Mientras la pandemia avanza y la guerra de las vacunas ha terminado por sonrojarnos, poniendo de manifiesto eso que Edgar Morin llamó «el egocentrismo de las naciones» (creo que muy al alza, en estos momentos, a pesar del adiós a Trump, cuya marcha tanto descanso nos deja), el fragor de las batallas políticas llega a los oídos de tantos ciudadanos, que permanecen tristes y en silencio. No extraña que la desafección también sea contagiosa.

Los políticos están convencidos de que nuestra resistencia es infinita, de que seguiremos escuchando eslóganes y discursos moldeados por los gabinetes de asesores, donde hay una idea prefigurada del mundo. Puede que, llegado el caso, esa realidad sea percibida por los líderes como la verdadera, de tal forma que les extrañe que la gente empiece a mirar hacia otro lado, como si oyera llover.

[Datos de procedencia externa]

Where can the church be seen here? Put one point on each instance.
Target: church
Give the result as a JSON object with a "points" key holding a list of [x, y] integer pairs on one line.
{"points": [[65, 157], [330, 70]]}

Cuando se desgasta el lenguaje, cuando se somete a infinitas tensiones, hay un instante en el que deja de servir para comunicarse. Puede que eso esté empezado a suceder. Ahítos de discursos contradictorios, de letanías absurdas, de realidades falseadas y del estruendo de las redes sociales, es posible que pronto percibamos la acción política como un mundo paralelo al que no pertenecemos. Buscaremos el lenguaje esencial que tiene que ver con la alegría, con la compasión, con la vida real, no con el egocentrismo de los liderazgos, ni con las políticas del egoísmo, tan en boga. La cuestión es si tendremos fuerzas para ello, después de tan terrible travesía.